Cryptography, Security, and Privacy (CrySP) Group Seminar

2012 Sep 11 at 13:30

DC 1302

Human rights, data analysis, and the truth

Patrick Ball, Benetech

Human rights, data analysis, and the truth: technical and epistemological reflections from twenty years building software and doing analysis to study mass atrocities.

Human rights monitoring consists primarily of receiving information from witnesses and conducting investigations. Additional information can be found in on- or offline press sources, forensic evidence, or from partner organizations. Naturally, the resulting information is often stored in databases. However, statistics generated from databases collected in this way may tell us more about the functioning of the organization doing the monitoring than about the violence being monitored.

Using examples from El Salvador, Kosovo, Colombia, Timor-Leste, and Sierra Leone, this talk will explore how statistics derived from data collected by direct observation can be inconsistent or misleading representations of true patterns of violence.
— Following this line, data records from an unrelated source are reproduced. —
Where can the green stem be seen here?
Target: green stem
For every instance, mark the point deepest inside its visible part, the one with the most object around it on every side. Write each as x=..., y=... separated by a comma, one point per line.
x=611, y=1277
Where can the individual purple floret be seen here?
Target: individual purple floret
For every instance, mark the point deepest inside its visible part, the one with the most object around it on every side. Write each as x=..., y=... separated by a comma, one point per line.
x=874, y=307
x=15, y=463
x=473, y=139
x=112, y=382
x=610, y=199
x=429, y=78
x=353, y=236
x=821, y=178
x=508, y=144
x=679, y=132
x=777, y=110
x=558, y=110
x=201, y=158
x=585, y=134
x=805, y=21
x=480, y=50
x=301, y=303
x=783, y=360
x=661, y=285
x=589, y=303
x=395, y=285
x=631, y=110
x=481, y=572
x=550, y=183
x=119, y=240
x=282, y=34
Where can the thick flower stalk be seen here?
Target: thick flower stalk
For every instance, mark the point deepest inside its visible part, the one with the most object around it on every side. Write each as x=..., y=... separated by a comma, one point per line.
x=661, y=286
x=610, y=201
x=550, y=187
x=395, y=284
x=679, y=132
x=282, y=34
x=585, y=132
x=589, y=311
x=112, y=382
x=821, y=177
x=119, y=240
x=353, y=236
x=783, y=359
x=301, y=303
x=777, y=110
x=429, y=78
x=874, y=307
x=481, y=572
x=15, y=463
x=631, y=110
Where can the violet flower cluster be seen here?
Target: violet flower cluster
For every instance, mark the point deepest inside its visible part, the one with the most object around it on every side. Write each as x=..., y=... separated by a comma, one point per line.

Two responses to the selection bias problem are: i) for quantitative work, use methods that either through random sampling or post-sampling modeling adjust estimates to account for hidden populations; and ii) for software development, explore non-quantitative tools that facilitate qualitative human judgments while using thousands of source documents. Examples of both approaches will be presented with examples from Guatemala and the DR Congo.

Bio: Patrick Ball is a leading innovator in applying scientific measurement to human rights. He has spent twenty years designing databases and conducting quantitative analysis for truth commissions, non-governmental organizations, international criminal tribunals and United Nations missions in El Salvador, Ethiopia, Haiti, Chad, Sri Lanka, East Timor, Sierra Leone, South Africa, Kosovo, Liberia, and Peru.

He began this work with a human rights NGO in El Salvador in 1991. From 1993-2003, he worked at the American Association for the Advancement of Science in the Science and Human Rights Program where he began recruiting colleagues to build the Human Rights Data Analysis Group.

Dr. Ball has received several awards. In April 2006, the Electronic FrontierFoundation presented him with their Pioneer Award. In June 2004, the Association for Computing Machinery (ACM) gave Patrick the Eugene Lawler Award for Humanitarian Contributions within Computer Science and Informatics. In August 2002, the Social Statistics Section of the American Statistical Association gave him a Special Achievement Award.

Dr. Ball is currently involved in HRDAG projects in Guatemala, Colombia, the DR Congo, and others.